We should note that "where is there a line missing from this poem: ____?" contains sufficient information to answer correctly without needing a copy of the original to compare to.

Here are two verses of a poem (song) in Mandarin Chinese:

yi quan ting ni de

er gei ni hao de

shu dao san yong yuan ai ni yi ge

si bu hui fan cuo

wu bu hui luo suo

shuo ni xiang shuo de

zuo ni xiang zuo de

bie pa shi bai yin wei ni you wo

pei ni kan ri luo

pei ni yi qi chang wan wo men ai de ge

I removed two lines. Where did that happen?

Would your answer be different if I told you that I might or might not have removed some lines?

OsrsNeedsf2P · 2 months ago

The criticisms to how AbsenceBench does this are valid, but I'm very excited that we are benchmarking this at all. It's definitely a push in the right direction

kadonoishi · 2 months ago

To detect a presence, a real brain takes in sensory input and compares it to expectations, and stays calm or registers surprise, and from time to time issues predictions to guide the organism.

To detect an absence, the brain cannot rely on sensory input, by definition. To be surprised if sensory evidence is _not_ there requires a model of the world strong enough to register surprise if the expectation is not there, without a sensory prompt.

It seems to me detecting an absence is a strictly higher-order neurological task than processing sensory input.

If LLMs can't do this strictly higher-order neurological task, is that not a capability currently unique to living things?

gtsop · 2 months ago

Thinking is still currently unique to living things, so you don't need to resort to what you describe to find the human brain uniquness.

Onto what you describe, it has to do with memory. Memory is storing and playing back sensory input, in the absence of that sensory input. So your brain plays back some past sensory input and checks it against current sensory input.

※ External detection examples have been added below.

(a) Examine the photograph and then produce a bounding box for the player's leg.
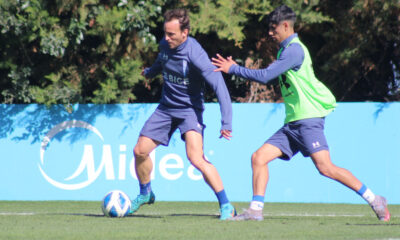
[130,109,176,213]
[133,136,160,194]
[232,143,282,221]
[310,150,390,221]
[184,130,236,220]
[129,136,159,214]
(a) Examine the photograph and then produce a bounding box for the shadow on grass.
[346,223,400,227]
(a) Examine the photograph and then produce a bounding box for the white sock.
[250,201,264,211]
[362,188,375,204]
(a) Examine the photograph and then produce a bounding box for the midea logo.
[39,120,114,190]
[38,120,202,190]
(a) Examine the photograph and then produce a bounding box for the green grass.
[0,201,400,240]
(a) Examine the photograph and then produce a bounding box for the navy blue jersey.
[144,37,232,130]
[228,33,304,83]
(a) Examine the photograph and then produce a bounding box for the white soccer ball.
[101,190,131,217]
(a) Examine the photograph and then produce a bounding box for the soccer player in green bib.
[212,5,390,221]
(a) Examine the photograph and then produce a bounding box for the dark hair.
[268,5,296,27]
[164,8,190,31]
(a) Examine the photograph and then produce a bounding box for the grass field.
[0,201,400,240]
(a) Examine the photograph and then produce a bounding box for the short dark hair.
[268,5,296,27]
[164,8,190,31]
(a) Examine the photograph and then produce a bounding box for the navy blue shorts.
[140,108,205,146]
[265,118,329,160]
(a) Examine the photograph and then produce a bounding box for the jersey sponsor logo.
[163,72,189,86]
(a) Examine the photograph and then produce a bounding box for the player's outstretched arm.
[211,54,237,73]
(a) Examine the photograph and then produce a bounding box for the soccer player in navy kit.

Eg you left the pen on the table. When you come back the pen isn't there. Your brain compares the stored memory of seeing the pen on the table vs what you see now.

viralsink · 2 months ago

LLMs might not be very consistent overall in their learned architecture. Some paths may lead to memorized info, some paths may lead to advanced pattern matching.

tclancy · 2 months ago

> from time to time

I know less-than-zero about the subject but I’d imagine the temporal aspect alone is a problem. Aren’t these agents reasoning from a fixed/ frozen version of “reality” rather than adjusting in real-time??

pkoird · 2 months ago

So LLMs are poor at string diff, it seems. Tangentially, is there any source (a github repo or otherwise) that documents findings like these a la what LLMs are good at and what they aren't good at?